FOX19 NOW gave people the option to watch the edited or the unedited version of the video. Those who chose to watch it selected the unedited one.

"Oooohhh. Oooohhh. He was shot right there," said Jermaine Arnold. "You see him lean right over there? That was sad. All for not having a front plate? Wow, that's crazy."

"A little justice was serve by him getting indicted," added his friend, Ricardo Miller. "That was wrong."

"That was totally wrong," Arnold said.

"He had no reason to shoot him," Miller said.

"He should have just got a ticket or whatever, and gone about your business, you  know?" Arnold said. "He was out for the hunt for some kind of reason to me.

Said Cesar Mesones Jr: "No one deserves to be shot in the head for not having their license on them or not having a front license plate. A judge and a jury should decide what your punishment is going to be. This video brings out how the officer completely overstepped his boundary and overused his power. It's just sad for our city that it happened here. It shouldn't happen."

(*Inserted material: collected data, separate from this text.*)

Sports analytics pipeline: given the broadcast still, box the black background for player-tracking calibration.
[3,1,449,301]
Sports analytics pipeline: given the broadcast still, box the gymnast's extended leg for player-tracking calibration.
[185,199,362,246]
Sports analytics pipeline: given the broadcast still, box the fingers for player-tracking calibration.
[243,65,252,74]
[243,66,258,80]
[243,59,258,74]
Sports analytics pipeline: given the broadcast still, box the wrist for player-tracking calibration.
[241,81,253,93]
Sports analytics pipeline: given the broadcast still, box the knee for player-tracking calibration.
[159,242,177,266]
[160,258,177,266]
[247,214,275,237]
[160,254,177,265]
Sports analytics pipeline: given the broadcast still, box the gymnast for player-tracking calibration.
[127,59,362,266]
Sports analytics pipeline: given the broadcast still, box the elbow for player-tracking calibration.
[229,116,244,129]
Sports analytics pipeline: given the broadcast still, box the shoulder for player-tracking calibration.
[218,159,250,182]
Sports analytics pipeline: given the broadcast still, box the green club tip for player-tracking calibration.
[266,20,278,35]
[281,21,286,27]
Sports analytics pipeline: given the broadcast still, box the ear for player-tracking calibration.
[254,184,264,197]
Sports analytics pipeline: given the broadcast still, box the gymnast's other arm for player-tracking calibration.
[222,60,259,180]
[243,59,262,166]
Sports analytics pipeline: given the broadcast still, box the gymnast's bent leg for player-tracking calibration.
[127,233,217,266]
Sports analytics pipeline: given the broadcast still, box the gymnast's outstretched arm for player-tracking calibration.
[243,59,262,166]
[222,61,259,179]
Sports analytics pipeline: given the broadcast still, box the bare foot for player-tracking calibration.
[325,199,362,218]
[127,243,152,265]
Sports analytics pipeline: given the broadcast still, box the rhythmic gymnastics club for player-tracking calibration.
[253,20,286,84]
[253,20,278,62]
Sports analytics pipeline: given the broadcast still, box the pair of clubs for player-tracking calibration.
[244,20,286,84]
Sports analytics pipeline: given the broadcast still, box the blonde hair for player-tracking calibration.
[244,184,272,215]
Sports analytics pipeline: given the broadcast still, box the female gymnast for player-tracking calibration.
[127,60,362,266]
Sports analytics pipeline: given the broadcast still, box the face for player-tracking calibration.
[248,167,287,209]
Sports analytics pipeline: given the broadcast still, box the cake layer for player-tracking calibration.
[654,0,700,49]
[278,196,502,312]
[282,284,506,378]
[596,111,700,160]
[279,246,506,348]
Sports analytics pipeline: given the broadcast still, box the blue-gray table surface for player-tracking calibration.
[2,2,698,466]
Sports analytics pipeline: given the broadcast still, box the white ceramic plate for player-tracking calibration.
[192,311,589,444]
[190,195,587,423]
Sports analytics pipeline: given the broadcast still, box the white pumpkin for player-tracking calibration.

At least one woman said she didn't think the video was helpful.

"You really can't see much on the tape," said Kristy Fields. "I don't have a particular opinion on it. I'm glad they made a decision quickly and was happy to see that and was happy to see that no one was rioting. I thought Cincinnati acted with class."

Another woman, Olivia Suttles, said she hadn't seen the video and had no interest in watching it.

"I appreciate everyone owning up to what happened and saying this is something that can't happen today," she said. "This is something that doesn't need to be happening in our city and that we resolved this so quickly and without violence is wonderful. We've had our share of problems. But, in this case, we stepped it up and made the right decision and handled it well. The way we handled it here I don't think it could have gone much better."

One man said he isn't so sure a murder indictment was the proper criminal charge for Tensing.

"The thing I am confused about is why anybody would refuse to get out of their car and why would you start your car up and try to drive off?" said Bob Densford, "I've been pulled over before for traffic violations and you always turn your car off and you're always very polite to the officer and you always answer his questions no matter what they are and try to give your best answer.

"It's a real shame that that young man had to die. I don't think he should of but, then again, you have to consider what you're doing," Densford said. "If he asks you a question, you answer it. Why would you start your car and try to drive off? I would never do that. do we go with this? I think a murder charge might be a little bit over the top. I think maybe an involuntary homicide or something like that. It's a shame. With all the tension in this country right now, this is definitely something we don't need."

One thing everyone does agree on: body cameras are a necessary and powerful tool in modern policing. State Rep. Alicia Reece (D-Cincinnati) called this week for all Ohio officers to wear them. So should all Cincinnati ones, said Mayor John Cranley.

"Oh I think those are great," said Densford. "The car cameras, the body cameras. It puts everybody to tell the truth. I wish they all had those."

"That's a beautiful thing," Arnold said. "It shows you can't get away with everything on both (sides). So all the police need to wear that in every city."

The cameras, Mesones said, prompt police and the public to realize both will be held accountable for their actions.

"Up until now, I hadn't even a body camera used but, in this case, it brought out to light what happened whereas 10 years ago, in 2001 for example, we would have not known what exactly happened," he said. "So it's helping in a way and with people's cell phones, too, officers are more aware of their actions."